Das hat vor allem drei Gründe:
- Die sogenannte 5. Schweiz hat keinen eigenen Wahlkreis. Verschiedene entsprechende Vorstösse sind gescheitert. Ein Argument der Gegner: Im Ständerat müssten zwei weitere Sitzplätze eingerichtet werden, was unmöglich sei. Somit fehlt den Kandidaten aus dem Ausland ein grösseres Stammgebiet, die Stimmen ihrer Wähler splittern sich auf einzelne Herkunftskantone auf.
- In ihrer ursprünglichen Heimat sind Auslandschweizer weniger bekannt als die lokalen Politgrössen.

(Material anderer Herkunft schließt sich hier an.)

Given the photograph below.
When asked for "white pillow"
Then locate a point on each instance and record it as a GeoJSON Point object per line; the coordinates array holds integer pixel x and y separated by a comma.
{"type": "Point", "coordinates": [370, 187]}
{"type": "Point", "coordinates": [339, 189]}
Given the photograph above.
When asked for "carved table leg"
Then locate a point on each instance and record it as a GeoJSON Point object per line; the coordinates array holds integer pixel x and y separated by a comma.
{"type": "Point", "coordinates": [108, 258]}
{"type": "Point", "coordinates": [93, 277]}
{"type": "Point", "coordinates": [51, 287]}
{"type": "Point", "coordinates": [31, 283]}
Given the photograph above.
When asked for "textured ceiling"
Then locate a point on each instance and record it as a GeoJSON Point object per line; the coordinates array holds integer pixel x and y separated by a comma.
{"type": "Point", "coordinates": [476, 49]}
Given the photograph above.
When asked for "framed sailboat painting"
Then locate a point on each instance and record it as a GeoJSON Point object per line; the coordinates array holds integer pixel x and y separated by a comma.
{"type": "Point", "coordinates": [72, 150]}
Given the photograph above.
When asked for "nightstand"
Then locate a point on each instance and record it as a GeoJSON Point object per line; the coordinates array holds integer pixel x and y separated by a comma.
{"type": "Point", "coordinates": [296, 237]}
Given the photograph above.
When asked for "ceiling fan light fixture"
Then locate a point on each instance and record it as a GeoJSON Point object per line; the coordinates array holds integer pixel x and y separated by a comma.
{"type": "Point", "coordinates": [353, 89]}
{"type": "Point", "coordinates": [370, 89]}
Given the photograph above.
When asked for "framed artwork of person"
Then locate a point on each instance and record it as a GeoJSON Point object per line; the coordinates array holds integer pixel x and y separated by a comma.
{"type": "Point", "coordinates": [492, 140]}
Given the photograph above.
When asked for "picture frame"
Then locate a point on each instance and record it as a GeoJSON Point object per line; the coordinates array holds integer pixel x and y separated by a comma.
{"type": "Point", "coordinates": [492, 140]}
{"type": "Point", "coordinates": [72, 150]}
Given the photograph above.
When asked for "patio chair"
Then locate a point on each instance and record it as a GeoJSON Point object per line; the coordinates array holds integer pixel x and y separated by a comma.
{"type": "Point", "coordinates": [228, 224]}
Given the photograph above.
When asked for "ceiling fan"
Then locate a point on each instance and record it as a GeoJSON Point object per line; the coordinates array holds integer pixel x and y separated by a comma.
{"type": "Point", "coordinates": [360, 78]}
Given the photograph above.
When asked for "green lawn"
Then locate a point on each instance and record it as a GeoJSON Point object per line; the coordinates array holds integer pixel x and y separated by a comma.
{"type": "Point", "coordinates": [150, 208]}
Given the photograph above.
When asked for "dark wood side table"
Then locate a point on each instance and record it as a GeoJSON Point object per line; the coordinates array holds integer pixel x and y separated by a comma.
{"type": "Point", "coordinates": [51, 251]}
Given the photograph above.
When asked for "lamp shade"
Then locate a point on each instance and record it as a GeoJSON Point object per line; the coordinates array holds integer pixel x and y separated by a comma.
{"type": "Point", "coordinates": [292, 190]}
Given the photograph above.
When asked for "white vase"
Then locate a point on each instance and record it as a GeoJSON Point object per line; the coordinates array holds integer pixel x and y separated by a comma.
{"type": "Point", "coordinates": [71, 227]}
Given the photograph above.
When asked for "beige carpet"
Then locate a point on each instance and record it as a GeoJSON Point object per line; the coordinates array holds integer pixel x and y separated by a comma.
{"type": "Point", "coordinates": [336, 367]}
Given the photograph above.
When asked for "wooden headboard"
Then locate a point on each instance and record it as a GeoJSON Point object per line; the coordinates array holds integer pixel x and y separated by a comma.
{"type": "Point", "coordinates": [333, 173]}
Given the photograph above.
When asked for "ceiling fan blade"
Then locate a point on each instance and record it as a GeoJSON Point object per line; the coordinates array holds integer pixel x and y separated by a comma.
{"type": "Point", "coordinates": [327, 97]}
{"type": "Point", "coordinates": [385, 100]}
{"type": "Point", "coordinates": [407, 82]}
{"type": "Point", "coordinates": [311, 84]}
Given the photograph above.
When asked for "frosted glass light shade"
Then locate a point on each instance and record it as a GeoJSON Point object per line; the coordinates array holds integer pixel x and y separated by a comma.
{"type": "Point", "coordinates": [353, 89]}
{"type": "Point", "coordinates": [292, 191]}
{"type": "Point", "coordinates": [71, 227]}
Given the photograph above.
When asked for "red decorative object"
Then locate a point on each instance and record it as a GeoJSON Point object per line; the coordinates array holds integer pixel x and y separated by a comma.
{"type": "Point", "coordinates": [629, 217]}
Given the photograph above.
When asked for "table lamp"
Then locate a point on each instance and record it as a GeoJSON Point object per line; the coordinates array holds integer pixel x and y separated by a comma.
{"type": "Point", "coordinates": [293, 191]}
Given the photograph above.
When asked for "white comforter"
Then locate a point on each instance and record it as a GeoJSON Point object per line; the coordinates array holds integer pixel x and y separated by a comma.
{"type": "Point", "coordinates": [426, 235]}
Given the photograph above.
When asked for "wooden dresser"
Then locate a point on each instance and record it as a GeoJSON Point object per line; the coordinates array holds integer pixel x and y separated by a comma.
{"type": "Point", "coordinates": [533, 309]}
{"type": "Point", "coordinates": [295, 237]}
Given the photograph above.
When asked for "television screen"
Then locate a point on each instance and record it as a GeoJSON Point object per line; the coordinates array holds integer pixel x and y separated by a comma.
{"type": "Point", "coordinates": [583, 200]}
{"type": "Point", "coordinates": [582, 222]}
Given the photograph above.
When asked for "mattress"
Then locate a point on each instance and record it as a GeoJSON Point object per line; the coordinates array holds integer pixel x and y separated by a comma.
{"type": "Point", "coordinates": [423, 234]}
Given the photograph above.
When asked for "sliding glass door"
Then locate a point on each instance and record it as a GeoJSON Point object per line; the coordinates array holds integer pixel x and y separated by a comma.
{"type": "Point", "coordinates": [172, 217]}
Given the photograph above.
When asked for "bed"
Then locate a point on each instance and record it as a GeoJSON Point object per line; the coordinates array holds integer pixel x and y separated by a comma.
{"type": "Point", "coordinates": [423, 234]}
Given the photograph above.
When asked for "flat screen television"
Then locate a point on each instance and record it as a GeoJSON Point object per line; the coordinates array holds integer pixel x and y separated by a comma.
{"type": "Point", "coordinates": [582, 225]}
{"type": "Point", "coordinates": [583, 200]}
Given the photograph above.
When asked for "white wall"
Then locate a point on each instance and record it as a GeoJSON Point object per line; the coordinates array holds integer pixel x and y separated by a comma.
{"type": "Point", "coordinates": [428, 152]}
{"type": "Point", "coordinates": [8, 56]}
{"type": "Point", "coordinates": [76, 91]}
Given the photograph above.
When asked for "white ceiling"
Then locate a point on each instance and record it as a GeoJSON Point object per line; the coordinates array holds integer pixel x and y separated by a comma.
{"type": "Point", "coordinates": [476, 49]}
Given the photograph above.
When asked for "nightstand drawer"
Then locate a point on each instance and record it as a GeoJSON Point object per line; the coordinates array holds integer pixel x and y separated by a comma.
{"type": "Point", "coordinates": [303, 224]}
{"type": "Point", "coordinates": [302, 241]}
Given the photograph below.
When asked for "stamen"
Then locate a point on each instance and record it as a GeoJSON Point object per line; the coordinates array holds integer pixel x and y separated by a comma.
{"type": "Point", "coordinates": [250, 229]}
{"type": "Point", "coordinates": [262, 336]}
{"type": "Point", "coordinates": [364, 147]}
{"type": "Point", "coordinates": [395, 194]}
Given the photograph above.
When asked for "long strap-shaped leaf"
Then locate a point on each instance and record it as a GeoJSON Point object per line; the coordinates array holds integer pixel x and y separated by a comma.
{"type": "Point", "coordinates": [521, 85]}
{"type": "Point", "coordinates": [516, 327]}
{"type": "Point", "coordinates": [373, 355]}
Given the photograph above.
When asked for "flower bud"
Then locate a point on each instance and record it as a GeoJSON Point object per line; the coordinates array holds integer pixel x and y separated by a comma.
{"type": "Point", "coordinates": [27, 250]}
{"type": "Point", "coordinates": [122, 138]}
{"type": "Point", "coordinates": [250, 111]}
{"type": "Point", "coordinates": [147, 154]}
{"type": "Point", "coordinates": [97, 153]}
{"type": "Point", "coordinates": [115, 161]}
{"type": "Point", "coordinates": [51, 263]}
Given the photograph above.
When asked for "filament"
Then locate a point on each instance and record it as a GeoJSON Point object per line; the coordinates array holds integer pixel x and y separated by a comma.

Silvia Bär, stellvertretende Generalsekretärin der SVP Schweiz, schätzt die Chancen von Auslandkandidaturen denn auch bei praktisch null ein: «Ausser sie sind so bekannt wie Roger Federer».
- Bei der SP weiss man zudem, dass nur Kandidaturen auf den Hauptlisten und in grossen Kantonen wie Bern oder Zürich überhaupt Chancen haben, genügend Stimmen auf sich zu vereinen. Auslandschweizern und -schweizerinnen werde dies mitgeteilt, wenn sie auf separaten, internationalen Listen kandidieren. Letzteres ziele allerdings weniger auf eine tatsächliche Wahl, sondern ermögliche, sich unter den Landsleuten im Ausland bekannt zu machen – etwa um später für den Auslandschweizerrat zu kandidieren.
Der Goodwill der Parteien
Und dann sind sie auf den Goodwill der Parteien – allen voran den Kantonalsektionen angewiesen, ob sie auf deren Listen aufgenommen werden. Das tun die grossen Schweizer Parteien tatsächlich.
Dabei sind die SVP und die SP die Parteien mit den meisten Auslandschweizerlisten. Aber auch bei der CVP oder FDP gibt es immer wieder Kandidaten, die ihren festen Wohnsitz nicht in der Schweiz haben.
Bei den letzten Wahlen kam da manch einer auf über 1000 Stimmen – Wählerstimmen, die letztlich der Gesamtpartei zu Gute kommen.
Der drittgrösste «Kanton»
So sind die rund 750'000 Auslandschweizer denn auch ein interessantes Wählersegment. Nach Bern und Zürich ist die sogenannte 5. Schweiz der grösste «Kanton».
Deshalb freue man sich über solche Kandidaten, sagt zum Beispiel Silvia Bär von der SVP – denn die Kandidaten kennen die Anliegen der Schweizer mit Wohnsitz im Ausland, sind ihnen nahe und erhalten so vielleicht manche Wählerstimme.
Und darum nimmt man auch bei der CVP die Kandidaturen ernst: «Es handelt sich nicht um Alibi-Kandidaturen oder gar einen Wahlgag», betont Béatrice Wertli, Generalsekretärin und 2015 Wahlkampfleiterin der CVP.
Ideale Konstellationen sind selten
Die Stimme der Auslandschweizer sei allerdings auch ein Auftrag, sich dann für deren Anliegen einzusetzen, mahnt Martin Naef, Co-Vizepräsident der SP-International und selbst Nationalrat.
Denn wer nur leere Versprechungen gibt, erhält die Quittung der Wähler – das ist allen bewusst. Bevor aber überhaupt je einmal ein Auslandschweizer aus dem Nationalrat abgewählt werden kann, muss er zuvor gewählt werden.
Damit aber rechnet kaum jemand in nächster Zeit. Denn darin ist man sich einig: Der Erfolg von Tim Guldimann basiert auf einer idealen Konstellation und lässt sich so bald nicht wiederholen.